Kirschblüte nahe "Möckernpromenade"

Widersprüchliche Pressemeldungen in taz und MoPo in der ersten Aprilwoche deuten auf unzureichende Absprachen zwischen Sigrid Klebba, Leiterin der Abt. Bildung und Sport im Xhainer Bezirksamt, und ihrem Pendant beim Senat, Staatssekretär Härtel. Denn nun werden dem Fußballclub, der dreißig Jahre vergeblich nach einem eigenen Platz suchte, gleich deren drei angeboten: von Bürgermeister Schulz die Kleingartenanlage, von Innensenator Körting der Jahn-Sportpark in Prenzlauer Berg und vom Bezirk Mitte das Poststadion an der Lerther Straße. Obwohl der erfolgreiche Regionalligist längst ein gesamtstädtischer Verein ist, sieht er seine Wurzeln in Kreuzberg, weshalb das Gleisdreieck wohl erste Wahl wäre; die „Mielke-Arena“ (Volksmund lt. taz) könnte dem Training der A-Jugend und der Herrenmannschaft dienen.

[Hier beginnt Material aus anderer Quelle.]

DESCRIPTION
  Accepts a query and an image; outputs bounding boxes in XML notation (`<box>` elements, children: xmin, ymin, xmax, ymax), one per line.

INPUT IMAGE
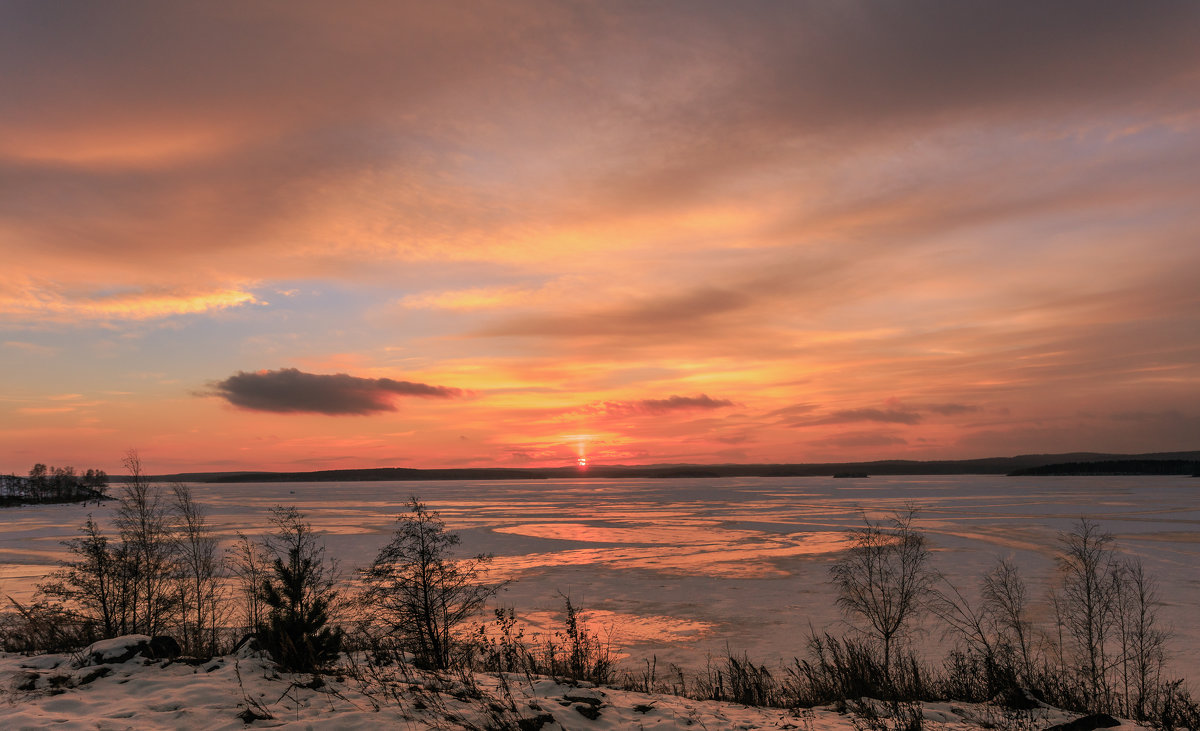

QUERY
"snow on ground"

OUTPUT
<box><xmin>0</xmin><ymin>637</ymin><xmax>1140</xmax><ymax>731</ymax></box>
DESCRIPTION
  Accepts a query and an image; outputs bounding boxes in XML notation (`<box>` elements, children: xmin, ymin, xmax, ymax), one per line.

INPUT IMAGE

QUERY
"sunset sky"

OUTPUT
<box><xmin>0</xmin><ymin>0</ymin><xmax>1200</xmax><ymax>474</ymax></box>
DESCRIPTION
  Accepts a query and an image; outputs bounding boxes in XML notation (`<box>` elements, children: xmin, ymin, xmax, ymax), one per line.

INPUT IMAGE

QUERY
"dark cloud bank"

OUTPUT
<box><xmin>212</xmin><ymin>369</ymin><xmax>463</xmax><ymax>415</ymax></box>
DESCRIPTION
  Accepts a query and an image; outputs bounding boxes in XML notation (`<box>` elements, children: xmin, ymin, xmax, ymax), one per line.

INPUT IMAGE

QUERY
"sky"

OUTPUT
<box><xmin>0</xmin><ymin>0</ymin><xmax>1200</xmax><ymax>474</ymax></box>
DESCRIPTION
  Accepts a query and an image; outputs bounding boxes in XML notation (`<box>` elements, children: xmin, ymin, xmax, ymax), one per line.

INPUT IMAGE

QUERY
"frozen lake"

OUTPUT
<box><xmin>0</xmin><ymin>475</ymin><xmax>1200</xmax><ymax>688</ymax></box>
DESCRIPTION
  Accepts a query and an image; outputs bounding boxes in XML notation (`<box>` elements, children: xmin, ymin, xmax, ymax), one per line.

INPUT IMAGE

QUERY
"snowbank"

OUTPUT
<box><xmin>0</xmin><ymin>636</ymin><xmax>1138</xmax><ymax>731</ymax></box>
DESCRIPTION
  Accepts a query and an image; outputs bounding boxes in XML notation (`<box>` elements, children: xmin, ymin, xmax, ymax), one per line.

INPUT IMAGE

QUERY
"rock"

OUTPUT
<box><xmin>575</xmin><ymin>703</ymin><xmax>600</xmax><ymax>721</ymax></box>
<box><xmin>238</xmin><ymin>708</ymin><xmax>275</xmax><ymax>724</ymax></box>
<box><xmin>1045</xmin><ymin>713</ymin><xmax>1121</xmax><ymax>731</ymax></box>
<box><xmin>563</xmin><ymin>690</ymin><xmax>604</xmax><ymax>706</ymax></box>
<box><xmin>517</xmin><ymin>713</ymin><xmax>554</xmax><ymax>731</ymax></box>
<box><xmin>146</xmin><ymin>635</ymin><xmax>184</xmax><ymax>660</ymax></box>
<box><xmin>12</xmin><ymin>671</ymin><xmax>42</xmax><ymax>690</ymax></box>
<box><xmin>79</xmin><ymin>665</ymin><xmax>113</xmax><ymax>685</ymax></box>
<box><xmin>83</xmin><ymin>635</ymin><xmax>150</xmax><ymax>666</ymax></box>
<box><xmin>992</xmin><ymin>688</ymin><xmax>1043</xmax><ymax>711</ymax></box>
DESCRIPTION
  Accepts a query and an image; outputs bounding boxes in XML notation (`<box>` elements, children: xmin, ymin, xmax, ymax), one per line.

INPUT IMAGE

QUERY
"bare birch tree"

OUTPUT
<box><xmin>829</xmin><ymin>509</ymin><xmax>935</xmax><ymax>679</ymax></box>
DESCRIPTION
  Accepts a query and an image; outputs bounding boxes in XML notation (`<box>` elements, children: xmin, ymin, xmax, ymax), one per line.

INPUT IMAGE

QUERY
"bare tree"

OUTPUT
<box><xmin>361</xmin><ymin>497</ymin><xmax>499</xmax><ymax>669</ymax></box>
<box><xmin>258</xmin><ymin>507</ymin><xmax>342</xmax><ymax>672</ymax></box>
<box><xmin>37</xmin><ymin>515</ymin><xmax>125</xmax><ymax>637</ymax></box>
<box><xmin>1055</xmin><ymin>519</ymin><xmax>1118</xmax><ymax>709</ymax></box>
<box><xmin>983</xmin><ymin>558</ymin><xmax>1034</xmax><ymax>682</ymax></box>
<box><xmin>829</xmin><ymin>508</ymin><xmax>934</xmax><ymax>681</ymax></box>
<box><xmin>1117</xmin><ymin>558</ymin><xmax>1168</xmax><ymax>719</ymax></box>
<box><xmin>226</xmin><ymin>533</ymin><xmax>271</xmax><ymax>631</ymax></box>
<box><xmin>114</xmin><ymin>450</ymin><xmax>178</xmax><ymax>635</ymax></box>
<box><xmin>172</xmin><ymin>483</ymin><xmax>224</xmax><ymax>657</ymax></box>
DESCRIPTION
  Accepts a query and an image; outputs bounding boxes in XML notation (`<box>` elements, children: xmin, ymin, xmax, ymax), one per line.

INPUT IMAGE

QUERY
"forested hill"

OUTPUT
<box><xmin>131</xmin><ymin>451</ymin><xmax>1200</xmax><ymax>483</ymax></box>
<box><xmin>1012</xmin><ymin>460</ymin><xmax>1200</xmax><ymax>477</ymax></box>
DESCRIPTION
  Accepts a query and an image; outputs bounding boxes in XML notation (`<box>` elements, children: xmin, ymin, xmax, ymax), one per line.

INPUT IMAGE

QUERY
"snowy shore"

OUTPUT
<box><xmin>0</xmin><ymin>636</ymin><xmax>1141</xmax><ymax>731</ymax></box>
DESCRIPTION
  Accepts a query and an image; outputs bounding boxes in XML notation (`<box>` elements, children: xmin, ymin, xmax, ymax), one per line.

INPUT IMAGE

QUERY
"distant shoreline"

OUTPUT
<box><xmin>119</xmin><ymin>451</ymin><xmax>1200</xmax><ymax>483</ymax></box>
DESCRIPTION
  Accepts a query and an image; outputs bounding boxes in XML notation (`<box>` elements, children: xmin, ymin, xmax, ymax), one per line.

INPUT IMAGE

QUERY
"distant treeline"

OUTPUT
<box><xmin>129</xmin><ymin>451</ymin><xmax>1200</xmax><ymax>483</ymax></box>
<box><xmin>1009</xmin><ymin>460</ymin><xmax>1200</xmax><ymax>477</ymax></box>
<box><xmin>0</xmin><ymin>463</ymin><xmax>108</xmax><ymax>507</ymax></box>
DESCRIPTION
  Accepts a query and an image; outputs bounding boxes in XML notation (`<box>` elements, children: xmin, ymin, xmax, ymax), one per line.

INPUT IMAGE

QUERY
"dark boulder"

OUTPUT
<box><xmin>1045</xmin><ymin>713</ymin><xmax>1121</xmax><ymax>731</ymax></box>
<box><xmin>146</xmin><ymin>635</ymin><xmax>184</xmax><ymax>660</ymax></box>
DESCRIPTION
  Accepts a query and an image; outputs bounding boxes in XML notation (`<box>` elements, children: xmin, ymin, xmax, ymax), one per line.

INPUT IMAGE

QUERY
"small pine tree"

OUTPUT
<box><xmin>258</xmin><ymin>508</ymin><xmax>342</xmax><ymax>672</ymax></box>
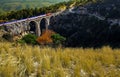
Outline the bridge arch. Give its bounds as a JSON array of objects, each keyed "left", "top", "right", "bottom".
[
  {"left": 48, "top": 16, "right": 55, "bottom": 29},
  {"left": 29, "top": 21, "right": 37, "bottom": 35},
  {"left": 40, "top": 18, "right": 49, "bottom": 35}
]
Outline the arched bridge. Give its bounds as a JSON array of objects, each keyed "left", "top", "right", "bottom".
[{"left": 0, "top": 13, "right": 59, "bottom": 36}]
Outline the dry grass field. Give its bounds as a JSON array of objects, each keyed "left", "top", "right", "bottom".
[{"left": 0, "top": 42, "right": 120, "bottom": 77}]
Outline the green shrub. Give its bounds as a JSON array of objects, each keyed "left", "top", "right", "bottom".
[
  {"left": 19, "top": 34, "right": 37, "bottom": 45},
  {"left": 51, "top": 34, "right": 66, "bottom": 45},
  {"left": 2, "top": 33, "right": 13, "bottom": 41}
]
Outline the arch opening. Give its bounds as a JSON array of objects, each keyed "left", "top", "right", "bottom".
[
  {"left": 29, "top": 21, "right": 37, "bottom": 34},
  {"left": 48, "top": 16, "right": 55, "bottom": 29},
  {"left": 40, "top": 18, "right": 48, "bottom": 35}
]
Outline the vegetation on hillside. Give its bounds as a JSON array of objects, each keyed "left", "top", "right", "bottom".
[
  {"left": 0, "top": 42, "right": 120, "bottom": 77},
  {"left": 0, "top": 0, "right": 101, "bottom": 21},
  {"left": 51, "top": 13, "right": 120, "bottom": 47}
]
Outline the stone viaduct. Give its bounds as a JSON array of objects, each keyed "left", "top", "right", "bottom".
[{"left": 0, "top": 13, "right": 59, "bottom": 36}]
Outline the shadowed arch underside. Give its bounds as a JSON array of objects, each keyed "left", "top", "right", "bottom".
[{"left": 40, "top": 18, "right": 48, "bottom": 35}]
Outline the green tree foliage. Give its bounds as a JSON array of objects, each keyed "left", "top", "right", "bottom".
[{"left": 51, "top": 34, "right": 66, "bottom": 45}]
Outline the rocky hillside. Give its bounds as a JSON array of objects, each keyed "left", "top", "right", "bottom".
[{"left": 51, "top": 7, "right": 120, "bottom": 47}]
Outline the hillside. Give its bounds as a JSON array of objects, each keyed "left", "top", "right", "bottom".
[
  {"left": 0, "top": 42, "right": 120, "bottom": 77},
  {"left": 51, "top": 0, "right": 120, "bottom": 47},
  {"left": 0, "top": 0, "right": 68, "bottom": 14}
]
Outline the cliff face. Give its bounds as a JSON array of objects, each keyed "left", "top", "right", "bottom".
[{"left": 50, "top": 13, "right": 120, "bottom": 47}]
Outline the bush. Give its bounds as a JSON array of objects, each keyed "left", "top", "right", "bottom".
[
  {"left": 2, "top": 33, "right": 13, "bottom": 41},
  {"left": 19, "top": 34, "right": 37, "bottom": 45},
  {"left": 51, "top": 34, "right": 66, "bottom": 45}
]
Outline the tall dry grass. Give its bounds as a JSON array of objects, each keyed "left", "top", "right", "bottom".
[{"left": 0, "top": 42, "right": 120, "bottom": 77}]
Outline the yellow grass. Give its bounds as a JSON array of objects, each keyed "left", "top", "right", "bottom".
[{"left": 0, "top": 42, "right": 120, "bottom": 77}]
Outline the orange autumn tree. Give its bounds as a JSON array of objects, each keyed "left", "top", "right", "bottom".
[{"left": 37, "top": 30, "right": 55, "bottom": 45}]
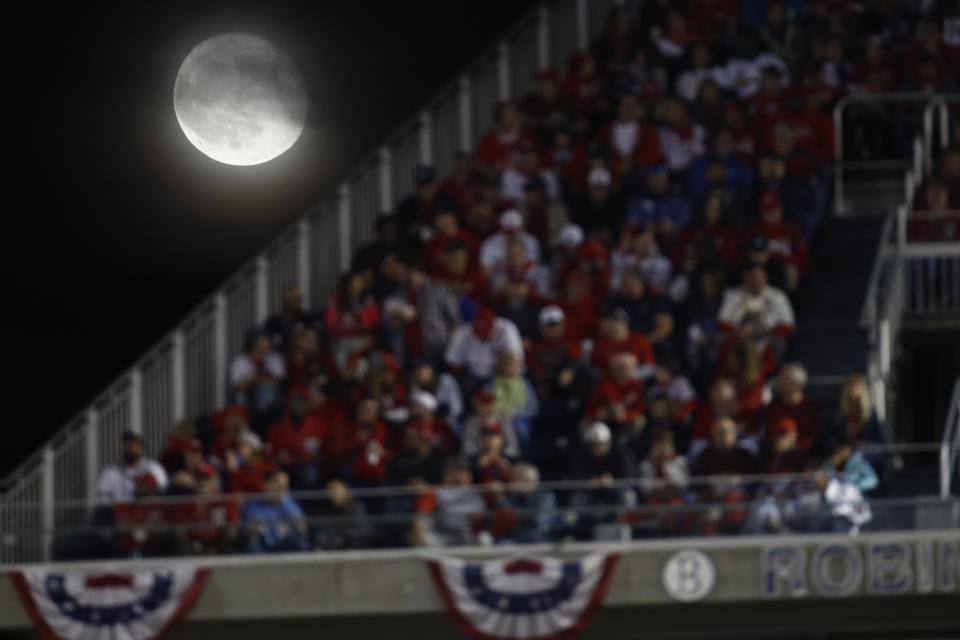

Fußball statt Kleingärten?

Gegen das Gleisdreieck-Gelände spräche aber außerdem noch die allzu große Nähe zur Wohnbebauung in der Bülowstraße. Auch die Führung des sog. Generalszuges, jener schon von Lenné geplanten Ost-West-Verbindung zwischen Kreuz- und Schöneberg, Horn- und Bülowstraße, träfe nach der Fernbahntrasse auf ein weiteres Hindernis und wanderte endgültig zurück ins Archiv.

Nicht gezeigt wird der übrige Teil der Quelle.